The first is that it's rare for any AFC team to even make the Super Bowl if they were matched up against NFC South opponents that year – they only made it twice (11%) and didn't win either time. That means Kansas City's attempt at repeating might be in serious jeopardy this season as they've dealt with NFC South foes in their non-conference slate this season. Same bad news goes for the Las Vegas Raiders who would love to be the first professional sports team to bring a title to the sports betting capital of the country.

Secondly, all the other past AFC Super Bowl representatives have a winning record in the big game (12-4 SU combined), so the prop that exists out there in what conference will win the Super Bowl, AFC or NFC, may want to see the AFC conference be the one to be sided with.

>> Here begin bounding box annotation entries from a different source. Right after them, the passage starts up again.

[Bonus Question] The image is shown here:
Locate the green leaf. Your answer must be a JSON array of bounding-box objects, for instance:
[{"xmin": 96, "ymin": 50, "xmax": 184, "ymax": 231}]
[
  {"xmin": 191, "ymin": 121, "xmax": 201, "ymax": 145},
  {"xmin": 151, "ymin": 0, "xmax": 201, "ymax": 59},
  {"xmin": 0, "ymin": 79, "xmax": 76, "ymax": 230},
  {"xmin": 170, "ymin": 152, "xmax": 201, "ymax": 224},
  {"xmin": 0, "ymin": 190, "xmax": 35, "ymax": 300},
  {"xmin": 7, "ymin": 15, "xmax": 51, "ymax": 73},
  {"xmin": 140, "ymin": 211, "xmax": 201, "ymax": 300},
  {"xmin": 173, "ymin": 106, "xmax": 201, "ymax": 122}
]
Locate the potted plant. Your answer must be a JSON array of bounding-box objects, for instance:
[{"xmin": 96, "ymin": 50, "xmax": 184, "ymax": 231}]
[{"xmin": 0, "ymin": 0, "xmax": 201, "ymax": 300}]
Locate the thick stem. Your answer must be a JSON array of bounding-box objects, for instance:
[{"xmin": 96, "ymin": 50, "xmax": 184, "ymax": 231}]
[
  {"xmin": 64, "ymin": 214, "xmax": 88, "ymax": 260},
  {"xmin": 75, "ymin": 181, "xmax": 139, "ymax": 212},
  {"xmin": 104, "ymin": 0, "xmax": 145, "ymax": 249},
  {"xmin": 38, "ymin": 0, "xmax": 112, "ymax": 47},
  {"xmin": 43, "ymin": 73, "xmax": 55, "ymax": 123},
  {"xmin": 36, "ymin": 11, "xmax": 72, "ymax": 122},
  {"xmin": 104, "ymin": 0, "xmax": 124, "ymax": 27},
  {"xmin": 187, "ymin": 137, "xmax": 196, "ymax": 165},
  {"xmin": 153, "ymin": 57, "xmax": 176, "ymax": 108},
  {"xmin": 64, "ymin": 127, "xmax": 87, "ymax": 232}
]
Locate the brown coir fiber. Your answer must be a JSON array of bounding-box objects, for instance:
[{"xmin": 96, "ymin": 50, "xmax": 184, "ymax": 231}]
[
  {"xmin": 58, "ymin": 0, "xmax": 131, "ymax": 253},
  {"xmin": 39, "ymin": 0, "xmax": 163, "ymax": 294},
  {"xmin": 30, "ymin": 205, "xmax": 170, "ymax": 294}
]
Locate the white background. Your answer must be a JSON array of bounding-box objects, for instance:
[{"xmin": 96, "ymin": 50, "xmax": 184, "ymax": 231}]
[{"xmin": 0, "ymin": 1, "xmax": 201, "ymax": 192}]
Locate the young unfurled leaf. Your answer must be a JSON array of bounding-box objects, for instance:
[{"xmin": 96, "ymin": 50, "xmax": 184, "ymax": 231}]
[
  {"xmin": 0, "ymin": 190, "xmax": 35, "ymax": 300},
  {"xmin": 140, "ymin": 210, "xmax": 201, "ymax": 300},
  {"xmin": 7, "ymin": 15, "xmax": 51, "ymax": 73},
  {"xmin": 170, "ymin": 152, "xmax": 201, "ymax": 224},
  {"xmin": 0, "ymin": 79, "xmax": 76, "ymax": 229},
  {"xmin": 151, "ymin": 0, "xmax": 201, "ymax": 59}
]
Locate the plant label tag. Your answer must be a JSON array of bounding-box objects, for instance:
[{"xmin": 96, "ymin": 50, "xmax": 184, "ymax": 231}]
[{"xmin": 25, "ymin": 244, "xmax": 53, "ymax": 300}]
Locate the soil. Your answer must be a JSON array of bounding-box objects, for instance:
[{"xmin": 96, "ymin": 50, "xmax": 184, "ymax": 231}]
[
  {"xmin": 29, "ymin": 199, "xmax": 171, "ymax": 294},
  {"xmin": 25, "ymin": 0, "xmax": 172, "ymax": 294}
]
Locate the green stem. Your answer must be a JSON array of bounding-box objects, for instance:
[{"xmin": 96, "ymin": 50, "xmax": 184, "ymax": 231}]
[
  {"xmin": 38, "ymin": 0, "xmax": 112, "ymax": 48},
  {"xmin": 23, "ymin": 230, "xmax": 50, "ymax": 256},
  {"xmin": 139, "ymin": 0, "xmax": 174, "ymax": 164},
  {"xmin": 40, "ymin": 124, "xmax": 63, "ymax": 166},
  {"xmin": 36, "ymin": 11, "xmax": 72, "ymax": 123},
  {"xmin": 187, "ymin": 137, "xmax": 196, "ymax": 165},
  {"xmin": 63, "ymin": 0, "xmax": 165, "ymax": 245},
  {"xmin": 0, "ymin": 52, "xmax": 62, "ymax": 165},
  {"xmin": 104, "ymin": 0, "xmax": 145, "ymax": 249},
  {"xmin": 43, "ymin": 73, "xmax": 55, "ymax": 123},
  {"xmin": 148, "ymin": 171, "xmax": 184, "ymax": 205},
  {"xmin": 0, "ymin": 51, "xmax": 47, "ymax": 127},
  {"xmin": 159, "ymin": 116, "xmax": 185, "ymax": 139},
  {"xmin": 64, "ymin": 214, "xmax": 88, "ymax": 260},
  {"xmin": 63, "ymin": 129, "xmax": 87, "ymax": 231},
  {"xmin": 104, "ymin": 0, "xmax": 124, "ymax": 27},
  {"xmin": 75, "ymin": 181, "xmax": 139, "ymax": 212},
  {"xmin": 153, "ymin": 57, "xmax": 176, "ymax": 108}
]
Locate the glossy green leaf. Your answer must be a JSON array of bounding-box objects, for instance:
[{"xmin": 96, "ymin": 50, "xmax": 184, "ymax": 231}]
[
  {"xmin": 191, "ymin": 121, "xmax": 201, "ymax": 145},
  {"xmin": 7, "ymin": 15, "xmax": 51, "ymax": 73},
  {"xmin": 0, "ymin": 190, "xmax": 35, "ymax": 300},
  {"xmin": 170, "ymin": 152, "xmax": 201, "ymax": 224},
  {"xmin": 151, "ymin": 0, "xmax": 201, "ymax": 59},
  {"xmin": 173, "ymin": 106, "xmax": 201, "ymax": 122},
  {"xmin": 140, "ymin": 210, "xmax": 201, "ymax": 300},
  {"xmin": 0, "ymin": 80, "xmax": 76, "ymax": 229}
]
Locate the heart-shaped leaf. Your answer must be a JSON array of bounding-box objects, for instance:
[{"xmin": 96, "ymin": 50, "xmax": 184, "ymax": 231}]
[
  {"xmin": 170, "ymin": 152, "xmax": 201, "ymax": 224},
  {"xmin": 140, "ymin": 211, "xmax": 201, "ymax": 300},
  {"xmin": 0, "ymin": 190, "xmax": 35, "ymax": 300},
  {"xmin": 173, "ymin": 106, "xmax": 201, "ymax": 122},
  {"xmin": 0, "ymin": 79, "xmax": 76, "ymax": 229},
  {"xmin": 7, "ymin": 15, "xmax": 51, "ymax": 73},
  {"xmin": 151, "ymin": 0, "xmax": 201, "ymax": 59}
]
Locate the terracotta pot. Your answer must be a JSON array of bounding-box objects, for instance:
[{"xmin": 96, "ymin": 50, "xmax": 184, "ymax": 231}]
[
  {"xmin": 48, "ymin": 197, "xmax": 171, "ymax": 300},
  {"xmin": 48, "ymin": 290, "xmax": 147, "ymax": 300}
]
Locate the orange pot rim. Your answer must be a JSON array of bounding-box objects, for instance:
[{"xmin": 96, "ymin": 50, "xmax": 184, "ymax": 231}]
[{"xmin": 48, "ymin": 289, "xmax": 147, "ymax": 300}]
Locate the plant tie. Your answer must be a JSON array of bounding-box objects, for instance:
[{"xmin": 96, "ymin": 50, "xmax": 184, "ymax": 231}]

That's even a way to support the Chiefs as well if you are looking to buck this history too.

NFC Super Bowl representatives that played AFC North, AFC South or AFC West non-conference games that year are a combined 2-9 SU in the Super Bowl

Couldn't only cast doubt on a KC repeat as one of the top contenders in the league, as this is a negative scenario for the NFC East winner (who cares), any NFC North team (Green Bay/Minnesota) and also any NFC South team that's got their eyes set on a Super Bowl run.

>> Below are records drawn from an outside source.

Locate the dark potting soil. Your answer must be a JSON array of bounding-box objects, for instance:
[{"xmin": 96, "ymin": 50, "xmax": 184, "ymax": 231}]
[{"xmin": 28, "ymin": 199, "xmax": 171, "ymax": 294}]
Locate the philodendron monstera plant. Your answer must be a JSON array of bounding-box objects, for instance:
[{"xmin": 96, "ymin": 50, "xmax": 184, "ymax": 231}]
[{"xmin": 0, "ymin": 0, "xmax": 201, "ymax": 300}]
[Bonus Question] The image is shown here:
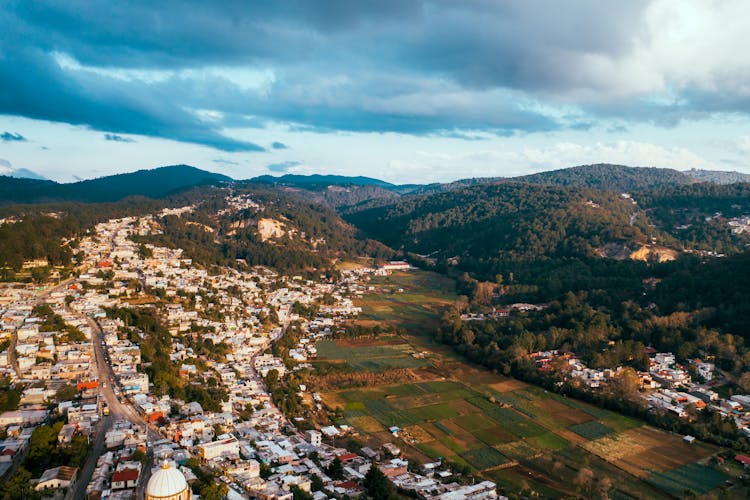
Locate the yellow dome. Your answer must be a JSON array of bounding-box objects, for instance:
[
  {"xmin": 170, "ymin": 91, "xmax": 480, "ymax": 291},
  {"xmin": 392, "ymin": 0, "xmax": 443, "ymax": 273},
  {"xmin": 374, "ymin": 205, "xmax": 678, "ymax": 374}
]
[{"xmin": 146, "ymin": 460, "xmax": 191, "ymax": 500}]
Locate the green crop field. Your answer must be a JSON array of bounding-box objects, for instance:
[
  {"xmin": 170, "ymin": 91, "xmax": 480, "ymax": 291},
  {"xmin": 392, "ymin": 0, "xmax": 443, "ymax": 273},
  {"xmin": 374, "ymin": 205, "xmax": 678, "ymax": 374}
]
[
  {"xmin": 569, "ymin": 421, "xmax": 615, "ymax": 441},
  {"xmin": 317, "ymin": 340, "xmax": 428, "ymax": 371},
  {"xmin": 318, "ymin": 271, "xmax": 744, "ymax": 499}
]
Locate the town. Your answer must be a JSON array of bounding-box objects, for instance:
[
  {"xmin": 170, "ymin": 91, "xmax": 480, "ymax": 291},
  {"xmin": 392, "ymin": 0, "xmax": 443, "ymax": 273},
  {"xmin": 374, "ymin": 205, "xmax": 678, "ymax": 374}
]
[{"xmin": 0, "ymin": 197, "xmax": 506, "ymax": 500}]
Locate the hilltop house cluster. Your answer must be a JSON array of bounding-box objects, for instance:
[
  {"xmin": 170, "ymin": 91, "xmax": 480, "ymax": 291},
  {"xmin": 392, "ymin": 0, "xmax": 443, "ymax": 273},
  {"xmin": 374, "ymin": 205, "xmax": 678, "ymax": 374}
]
[
  {"xmin": 529, "ymin": 348, "xmax": 750, "ymax": 436},
  {"xmin": 0, "ymin": 197, "xmax": 506, "ymax": 500}
]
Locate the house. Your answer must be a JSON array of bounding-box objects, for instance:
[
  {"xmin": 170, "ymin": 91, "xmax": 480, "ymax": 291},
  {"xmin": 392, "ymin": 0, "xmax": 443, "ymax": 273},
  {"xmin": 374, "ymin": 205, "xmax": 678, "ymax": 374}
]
[
  {"xmin": 34, "ymin": 465, "xmax": 78, "ymax": 491},
  {"xmin": 111, "ymin": 468, "xmax": 141, "ymax": 490},
  {"xmin": 380, "ymin": 260, "xmax": 411, "ymax": 271},
  {"xmin": 198, "ymin": 436, "xmax": 240, "ymax": 460},
  {"xmin": 305, "ymin": 431, "xmax": 323, "ymax": 446}
]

So one more title for the aging Aaron Rodgers in Green Bay, the older Drew Brees in New Orleans, and the even older Tom Brady in Tampa Bay has a steep incline up the historical mountain to overcome.

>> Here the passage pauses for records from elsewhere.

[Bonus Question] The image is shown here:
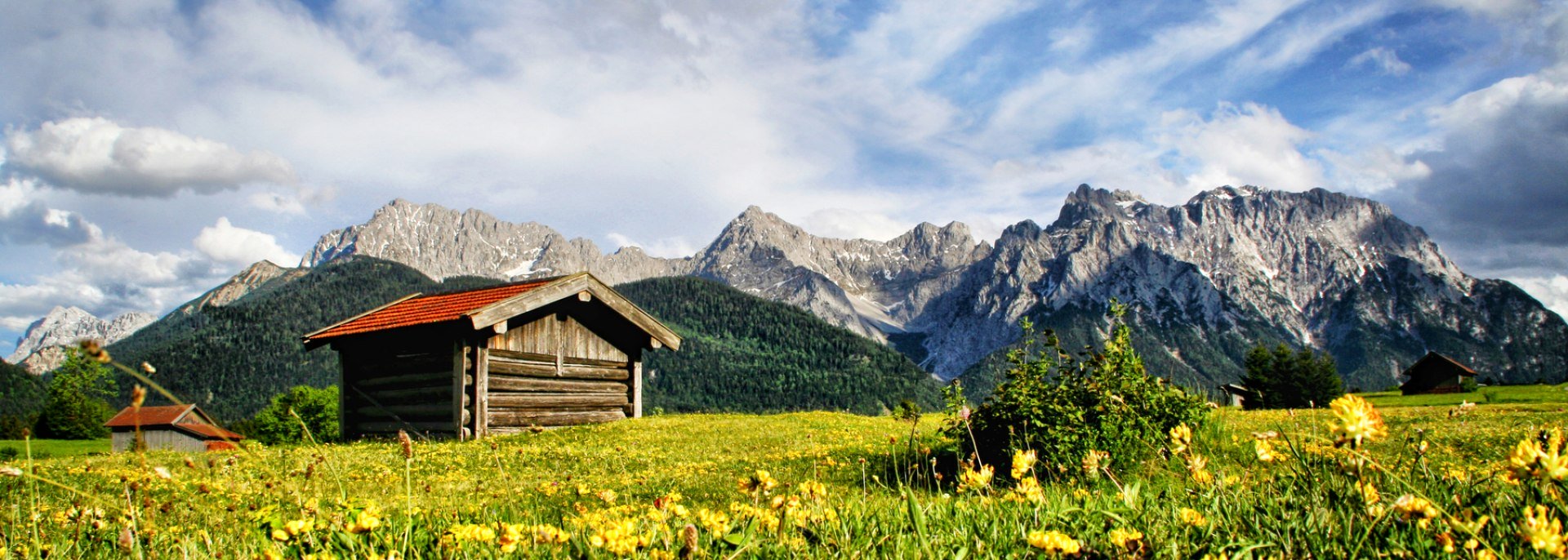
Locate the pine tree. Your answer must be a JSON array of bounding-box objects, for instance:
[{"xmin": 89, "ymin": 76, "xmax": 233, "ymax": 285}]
[{"xmin": 39, "ymin": 349, "xmax": 114, "ymax": 439}]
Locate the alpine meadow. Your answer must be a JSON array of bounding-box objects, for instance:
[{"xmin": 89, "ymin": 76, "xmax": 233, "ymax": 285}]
[{"xmin": 0, "ymin": 0, "xmax": 1568, "ymax": 560}]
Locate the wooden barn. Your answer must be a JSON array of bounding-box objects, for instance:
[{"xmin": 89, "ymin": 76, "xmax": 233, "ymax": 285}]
[
  {"xmin": 104, "ymin": 405, "xmax": 245, "ymax": 451},
  {"xmin": 1399, "ymin": 351, "xmax": 1476, "ymax": 395},
  {"xmin": 304, "ymin": 273, "xmax": 680, "ymax": 439}
]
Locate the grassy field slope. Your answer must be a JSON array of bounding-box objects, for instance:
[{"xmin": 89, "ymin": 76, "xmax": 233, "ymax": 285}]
[{"xmin": 0, "ymin": 403, "xmax": 1568, "ymax": 558}]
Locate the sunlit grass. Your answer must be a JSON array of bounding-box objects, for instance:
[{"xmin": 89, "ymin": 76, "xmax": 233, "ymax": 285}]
[{"xmin": 0, "ymin": 405, "xmax": 1568, "ymax": 558}]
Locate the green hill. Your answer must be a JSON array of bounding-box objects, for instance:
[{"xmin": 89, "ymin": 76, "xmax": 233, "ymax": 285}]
[
  {"xmin": 108, "ymin": 257, "xmax": 938, "ymax": 422},
  {"xmin": 617, "ymin": 276, "xmax": 941, "ymax": 414},
  {"xmin": 108, "ymin": 259, "xmax": 491, "ymax": 422}
]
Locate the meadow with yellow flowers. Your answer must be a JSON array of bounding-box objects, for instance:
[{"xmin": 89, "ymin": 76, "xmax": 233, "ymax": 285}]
[{"xmin": 0, "ymin": 397, "xmax": 1568, "ymax": 558}]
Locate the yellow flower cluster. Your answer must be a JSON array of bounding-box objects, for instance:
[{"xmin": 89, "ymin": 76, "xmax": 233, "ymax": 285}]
[
  {"xmin": 1519, "ymin": 505, "xmax": 1568, "ymax": 558},
  {"xmin": 1106, "ymin": 527, "xmax": 1143, "ymax": 552},
  {"xmin": 1009, "ymin": 449, "xmax": 1038, "ymax": 480},
  {"xmin": 1178, "ymin": 509, "xmax": 1209, "ymax": 527},
  {"xmin": 1084, "ymin": 449, "xmax": 1110, "ymax": 475},
  {"xmin": 958, "ymin": 464, "xmax": 996, "ymax": 492},
  {"xmin": 1503, "ymin": 429, "xmax": 1568, "ymax": 482},
  {"xmin": 588, "ymin": 519, "xmax": 649, "ymax": 557},
  {"xmin": 1394, "ymin": 494, "xmax": 1438, "ymax": 529},
  {"xmin": 1169, "ymin": 424, "xmax": 1192, "ymax": 455},
  {"xmin": 740, "ymin": 469, "xmax": 777, "ymax": 497},
  {"xmin": 441, "ymin": 524, "xmax": 496, "ymax": 548},
  {"xmin": 1328, "ymin": 395, "xmax": 1388, "ymax": 447},
  {"xmin": 1027, "ymin": 530, "xmax": 1082, "ymax": 555},
  {"xmin": 696, "ymin": 509, "xmax": 729, "ymax": 536}
]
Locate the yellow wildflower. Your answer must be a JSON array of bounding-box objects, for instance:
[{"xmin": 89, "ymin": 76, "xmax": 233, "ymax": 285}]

That's not to say any of these teams won't GET TO the big game this year (11 out of 18 times they have), but I'd be limiting my futures considerations on them to “win the conference” only for the most part.

The full breakdown and record in the Super Bowl for NFC Super Bowl representatives looks like this:

NFC Super Bowl representative vs AFC North foes in regular season: 0-3 SU in Super Bowl
NFC Super Bowl representatives vs AFC South foes in regular season: 1-3 SU in Super Bowl
NFC Super Bowl representatives vs AFC East foes in regular season: 4-3 SU in Super Bowl
NFC Super Bowl representatives vs AFC West foes in regular season: 1-3 SU in Super Bowl

That leaves good news for the NFC West teams in this scenario (Seattle, L.A. Rams, Arizona) as they are matched up against the AFC East teams this year, and if one of them could get to the big game it would be the third straight season that the NFC representative in the Super Bowl came from the NFC West.

The previous two – L.A. Rams in 2018, and San Francisco last year – came up short in their quests for a title, but they also didn't have the benefit of playing the AFC East teams that season like they do this year.

Furthermore, tying this back into an earlier note, with NFC West teams battling the AFC East this year, and the AFC North battling the NFC East this season (“same direction theory”), maybe a Pittsburgh/Cleveland/Baltimore versus a NFC West foe isn't all that hard to get behind.

Baltimore and Seattle were the only two teams from those respective divisions to make the playoffs a season ago, but had the playoff format been expanded like it is this season, Pittsburgh and the Rams would have been there as well.

Back in 2008, we had the Pittsburgh/Arizona Super Bowl that was so memorable for how each half concluded – with wild Pittsburgh TD's both times – and who knows, maybe we get a rematch of that game 12 years later.

The Cleveland Browns were the only one of those six contenders not to start the year 1-0 SU which is a plus for everyone else, but Cleveland, along with Pittsburgh, Seattle, and the Rams were the only four in that group to have four or fewer losses after Thanksgiving as well.

So if Tennessee is looking rather attractive as an addition to any futures portfolio with the positive history on their side discussed earlier, it looks as though the Seattle Seahawks have just as many things lining up for them as well.

Recent weeks have shown to me that Seattle has “morphed” out of being the “One Man Army” team I labelled them as earlier, with their defense becoming a much bigger strength for them.

If the Seahawks keep up that kind of play on that side of the ball, then a third Super Bowl appearance for the Pete Carroll/Russell Wilson duo may be in the works as well. The Seahawks are currently around +500 to win the NFC, and +1200 to win it all.